Allo scopo di incrementare gli sforzi per rendere efficace l’embargo sulle armi imposto dalla Nazioni Unite verso la Libia, l’Unione Europea lancia a partire dal 1° aprile 2020 una nuova operazione militare nell’ambito della Common Security and Defense Policy (CSDP).

L’operazione ha preso il nome di “IRINI” (pace, in greco), e sarà attuata con l’impiego di mezzi navali, aerei e satellitari. In particolare verranno effettuate ispezioni in alto mare a largo della costa libica su navi sospettate di trasportare armi e materiali correlati da e per la Libia, in accordo con la risoluzione 2292 (2016) del Consiglio di Sicurezza dell’ONU.

Compiti secondari della missione sono: monitorare e raccogliere informazioni su esportazioni illecite di petrolio e prodotti petroliferi, contribuire all’addestramento e al rafforzamento della Guardia Costiera e della Marina libiche, contribuire a sconfiggere i traffici di esseri umani attraverso la raccolta di informazioni e il pattugliamento aereo.

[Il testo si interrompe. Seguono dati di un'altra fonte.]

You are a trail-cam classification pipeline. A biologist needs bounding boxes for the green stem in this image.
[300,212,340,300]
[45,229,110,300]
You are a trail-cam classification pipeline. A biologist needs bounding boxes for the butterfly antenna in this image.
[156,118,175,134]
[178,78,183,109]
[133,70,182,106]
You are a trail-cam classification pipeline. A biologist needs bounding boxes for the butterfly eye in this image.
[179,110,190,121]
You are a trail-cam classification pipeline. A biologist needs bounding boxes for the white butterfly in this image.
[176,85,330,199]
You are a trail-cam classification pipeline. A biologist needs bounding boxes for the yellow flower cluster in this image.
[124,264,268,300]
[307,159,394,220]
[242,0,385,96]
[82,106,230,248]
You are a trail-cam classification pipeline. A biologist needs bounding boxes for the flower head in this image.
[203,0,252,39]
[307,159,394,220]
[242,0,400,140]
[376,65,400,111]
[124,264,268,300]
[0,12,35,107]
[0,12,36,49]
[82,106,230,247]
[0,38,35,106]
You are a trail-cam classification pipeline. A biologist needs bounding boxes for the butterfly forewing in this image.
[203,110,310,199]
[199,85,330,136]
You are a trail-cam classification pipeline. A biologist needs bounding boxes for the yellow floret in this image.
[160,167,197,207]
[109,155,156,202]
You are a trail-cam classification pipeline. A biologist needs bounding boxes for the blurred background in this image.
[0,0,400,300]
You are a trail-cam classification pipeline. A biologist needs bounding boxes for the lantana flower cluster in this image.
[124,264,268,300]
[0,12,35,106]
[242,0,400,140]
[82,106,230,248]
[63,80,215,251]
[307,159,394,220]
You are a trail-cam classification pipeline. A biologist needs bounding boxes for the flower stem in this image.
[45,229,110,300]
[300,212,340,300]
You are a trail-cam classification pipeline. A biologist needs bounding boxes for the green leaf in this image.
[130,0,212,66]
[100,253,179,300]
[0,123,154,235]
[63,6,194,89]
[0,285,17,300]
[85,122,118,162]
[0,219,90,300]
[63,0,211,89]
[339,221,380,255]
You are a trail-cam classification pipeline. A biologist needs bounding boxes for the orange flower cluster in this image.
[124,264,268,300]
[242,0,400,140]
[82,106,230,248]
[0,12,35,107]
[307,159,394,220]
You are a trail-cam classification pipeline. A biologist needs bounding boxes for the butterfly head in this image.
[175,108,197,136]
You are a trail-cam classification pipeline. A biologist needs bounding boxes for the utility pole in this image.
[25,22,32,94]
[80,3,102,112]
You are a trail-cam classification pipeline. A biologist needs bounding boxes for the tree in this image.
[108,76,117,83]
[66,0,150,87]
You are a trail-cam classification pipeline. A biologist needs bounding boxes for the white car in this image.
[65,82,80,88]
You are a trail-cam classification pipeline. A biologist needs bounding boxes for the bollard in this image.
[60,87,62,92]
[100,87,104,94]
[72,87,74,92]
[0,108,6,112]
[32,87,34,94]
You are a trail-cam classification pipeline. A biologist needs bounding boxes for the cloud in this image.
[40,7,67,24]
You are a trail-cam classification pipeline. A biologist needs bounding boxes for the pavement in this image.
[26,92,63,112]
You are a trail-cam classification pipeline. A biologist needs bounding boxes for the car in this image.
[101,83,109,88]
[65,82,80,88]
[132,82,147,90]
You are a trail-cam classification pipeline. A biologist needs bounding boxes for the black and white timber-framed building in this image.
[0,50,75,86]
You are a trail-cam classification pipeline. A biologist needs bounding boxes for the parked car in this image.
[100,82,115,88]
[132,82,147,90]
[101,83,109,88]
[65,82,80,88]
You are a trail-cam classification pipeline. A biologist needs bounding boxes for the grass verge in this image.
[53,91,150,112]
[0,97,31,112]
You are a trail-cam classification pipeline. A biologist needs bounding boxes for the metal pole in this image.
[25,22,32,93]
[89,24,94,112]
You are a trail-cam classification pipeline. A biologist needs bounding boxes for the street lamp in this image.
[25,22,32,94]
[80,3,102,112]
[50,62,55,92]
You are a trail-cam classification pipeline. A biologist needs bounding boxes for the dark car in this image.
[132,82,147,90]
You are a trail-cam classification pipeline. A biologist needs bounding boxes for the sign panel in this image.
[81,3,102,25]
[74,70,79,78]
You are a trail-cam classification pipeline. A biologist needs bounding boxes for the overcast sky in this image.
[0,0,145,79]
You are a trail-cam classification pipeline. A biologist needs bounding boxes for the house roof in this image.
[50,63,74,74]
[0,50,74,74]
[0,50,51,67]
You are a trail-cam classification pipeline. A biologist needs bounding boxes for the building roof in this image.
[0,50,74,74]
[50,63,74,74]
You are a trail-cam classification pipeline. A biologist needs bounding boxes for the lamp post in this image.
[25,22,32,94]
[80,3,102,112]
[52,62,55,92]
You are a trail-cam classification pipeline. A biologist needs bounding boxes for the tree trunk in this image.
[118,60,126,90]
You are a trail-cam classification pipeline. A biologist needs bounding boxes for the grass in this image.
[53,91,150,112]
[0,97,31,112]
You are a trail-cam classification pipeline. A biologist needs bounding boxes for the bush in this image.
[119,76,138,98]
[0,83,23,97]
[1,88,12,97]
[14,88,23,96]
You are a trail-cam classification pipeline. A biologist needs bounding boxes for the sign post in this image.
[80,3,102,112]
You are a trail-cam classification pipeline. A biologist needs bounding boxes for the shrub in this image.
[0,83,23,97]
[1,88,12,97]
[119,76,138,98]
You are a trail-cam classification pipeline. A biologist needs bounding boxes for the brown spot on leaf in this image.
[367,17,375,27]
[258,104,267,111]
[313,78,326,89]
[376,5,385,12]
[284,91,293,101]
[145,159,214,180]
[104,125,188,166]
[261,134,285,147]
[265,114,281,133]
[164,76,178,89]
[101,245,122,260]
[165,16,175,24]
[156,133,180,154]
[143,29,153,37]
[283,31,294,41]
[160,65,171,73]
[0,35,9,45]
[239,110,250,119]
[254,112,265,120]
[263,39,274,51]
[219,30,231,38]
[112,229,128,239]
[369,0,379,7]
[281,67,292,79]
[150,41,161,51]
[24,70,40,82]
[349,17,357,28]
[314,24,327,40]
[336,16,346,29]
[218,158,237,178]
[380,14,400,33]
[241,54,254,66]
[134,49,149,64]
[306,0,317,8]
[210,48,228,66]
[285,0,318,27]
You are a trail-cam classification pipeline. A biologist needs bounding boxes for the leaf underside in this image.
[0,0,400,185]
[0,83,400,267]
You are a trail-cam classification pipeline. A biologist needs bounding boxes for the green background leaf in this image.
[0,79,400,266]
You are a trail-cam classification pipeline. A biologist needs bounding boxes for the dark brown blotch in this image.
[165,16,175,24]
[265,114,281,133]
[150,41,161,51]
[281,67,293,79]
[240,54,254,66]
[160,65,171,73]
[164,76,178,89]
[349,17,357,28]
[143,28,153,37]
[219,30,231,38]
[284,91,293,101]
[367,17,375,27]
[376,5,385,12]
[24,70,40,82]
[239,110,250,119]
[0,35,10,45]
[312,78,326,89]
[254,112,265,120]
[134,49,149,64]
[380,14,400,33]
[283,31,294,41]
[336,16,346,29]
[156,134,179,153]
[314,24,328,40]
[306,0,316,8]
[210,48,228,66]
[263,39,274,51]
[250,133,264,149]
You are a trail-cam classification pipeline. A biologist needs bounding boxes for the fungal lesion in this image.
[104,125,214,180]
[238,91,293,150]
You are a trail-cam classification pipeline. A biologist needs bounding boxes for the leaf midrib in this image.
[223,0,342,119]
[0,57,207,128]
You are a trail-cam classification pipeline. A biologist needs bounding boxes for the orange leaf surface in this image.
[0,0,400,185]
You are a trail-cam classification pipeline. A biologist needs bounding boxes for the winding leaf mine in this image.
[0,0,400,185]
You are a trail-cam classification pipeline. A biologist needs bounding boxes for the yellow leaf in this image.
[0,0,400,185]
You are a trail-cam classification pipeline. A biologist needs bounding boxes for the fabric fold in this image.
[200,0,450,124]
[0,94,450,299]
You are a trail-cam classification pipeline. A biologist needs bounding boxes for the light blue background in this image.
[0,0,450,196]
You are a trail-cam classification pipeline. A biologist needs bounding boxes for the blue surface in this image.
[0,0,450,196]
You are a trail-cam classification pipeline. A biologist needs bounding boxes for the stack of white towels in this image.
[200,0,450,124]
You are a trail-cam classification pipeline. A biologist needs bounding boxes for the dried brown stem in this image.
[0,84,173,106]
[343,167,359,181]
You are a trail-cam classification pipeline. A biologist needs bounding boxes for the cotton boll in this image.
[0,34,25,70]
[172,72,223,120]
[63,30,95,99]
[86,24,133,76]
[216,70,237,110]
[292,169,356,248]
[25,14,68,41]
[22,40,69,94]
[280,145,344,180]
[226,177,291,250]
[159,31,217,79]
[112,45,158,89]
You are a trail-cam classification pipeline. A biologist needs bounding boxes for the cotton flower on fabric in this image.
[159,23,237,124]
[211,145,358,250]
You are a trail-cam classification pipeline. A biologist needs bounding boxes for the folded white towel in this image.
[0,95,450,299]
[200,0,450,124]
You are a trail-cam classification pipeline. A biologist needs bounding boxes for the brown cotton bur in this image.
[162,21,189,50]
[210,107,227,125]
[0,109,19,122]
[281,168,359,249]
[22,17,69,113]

La missione IRINI è posta al comando dell’Ammiraglio di Divisione Fabio Agostini, della Marina italiana, e il quartier generale è posto a Roma. Il mandato dell’operazione è al momento stabilito sino alla data del 31 marzo 2021, e la missione è posta sotto il controllo del Political and Security Committee dell’UE.

In parallelo, la missione EUNAVFOR MED SOPHIA cessa permanentemente le sue attività.